Hence all dharmas such as those purporting to lead to the attainment of Bodhi possess no reality. The words of Gautama Buddha were intended merely as efficacious expedients for leading men out of the darkness of worse ignorance. It was as though one pretended yellow leaves were gold to stop the flow of a child's tears. Samyak-Sambodhi [Supreme Knowledge.] is another name for the realization that there are no valid Dharmas. Once you understand this, of what use are such trifles to you? According harmoniously with the conditions of your present lives, you should go on, as opportunities arise, reducing the store of old karma laid up in previous lives; and above all, you must avoid building up a fresh store of retribution for yourselves!

Mind is filled with radiant clarity, so cast away the darkness of your old concepts. Ch'ing Ming says: 'Rid yourselves of everything.' The sentence in the Lotus Sutra concerning a whole twenty years spent in the shoveling away of manure symbolizes the necessity of driving from your minds whatever tends to the formation of concepts.
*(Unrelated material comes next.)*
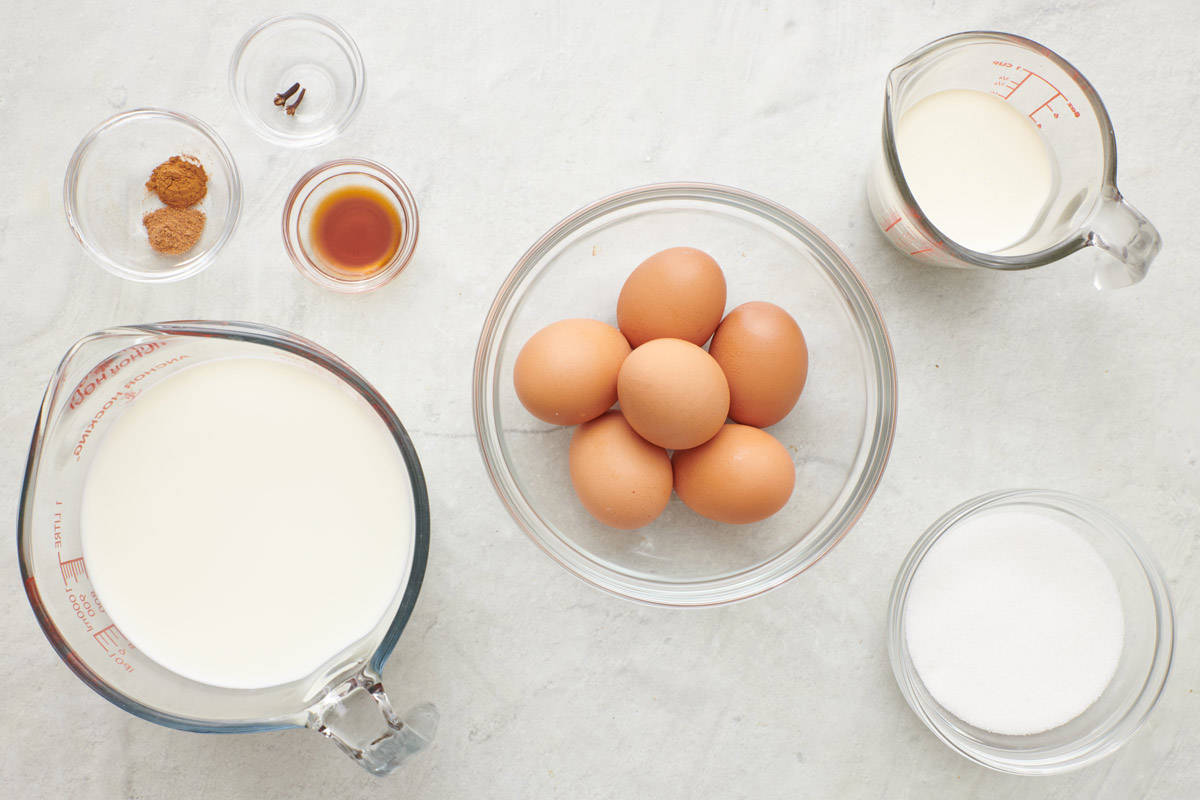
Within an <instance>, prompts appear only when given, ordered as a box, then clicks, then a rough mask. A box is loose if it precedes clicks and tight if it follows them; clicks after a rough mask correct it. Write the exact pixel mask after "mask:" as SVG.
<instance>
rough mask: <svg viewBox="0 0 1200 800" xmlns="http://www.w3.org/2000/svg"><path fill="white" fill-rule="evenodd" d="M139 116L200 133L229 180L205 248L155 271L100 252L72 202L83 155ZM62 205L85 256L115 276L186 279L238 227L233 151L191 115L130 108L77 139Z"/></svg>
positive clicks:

In another passage, the same sutra identifies the pile of dung which has to be carted away with metaphysics and sophistry. Thus the 'Womb of the Tathagatas' is intrinsically a voidness and silence containing no individualized dharmas of any sort or kind. And therefore says the sutra: 'The entire realms of all the Buddhas are equally void.' [The implication is that the Western Paradise of Amida Buddha is as void as the rest of them.]

Though others may talk of the Way of the Buddhas as something to be reached by various pious practices and by sutra-study, you must have nothing to do with such ideas. A perception, sudden as blinking, that subject and object are one, will lead to a deeply mysterious wordless understanding; and by this understanding will you awake to the truth of Zen. When you happen upon someone who has no understanding, you must claim to know nothing. He may be delighted by his discovery of some 'way to Enlightenment'; yet if you allow yourselves to be persuaded by him, YOU will experience no delight at all, but suffer both sorrow and disappointment. What have such thoughts as his to do with the study of Zen? Even if you do obtain from him some trifling 'method', it will only be a thought-constructed dharma having nothing to do with Zen. Thus, Bodhidharma sat rapt in meditation before a wall; he did not seek to lead people into having opinions. Therefore it is written: 'To put out of mind even the principle from which action springs is the true teaching of the Buddhas, while dualism belongs to the sphere of demons.'

Your true nature is something never lost to you even in moments of delusion, nor is it gained at the moment of Enlightenment. It is the Nature of the Bhutatathata. In it is neither delusion nor right understanding. It fills the Void everywhere and is intrinsically of the substance of the One Mind. How, then, can your mind-created objects exist outside the Void? The Void is fundamentally without spacial dimensions, passions, activities, delusions or right understanding. You must clearly understand that in it there are no things, no men and no Buddhas; for this Void contains not the smallest hairsbreadth of anything that can be viewed spacially; it depends on nothing and is attached to nothing. It is all- pervading, spotless beauty; it is the self-existent and uncreated Absolute. Then how can it even be a matter for discussion that the REAL Buddha has no mouth and preaches no Dharma, or that REAL hearing requires no ears, for who could hear it?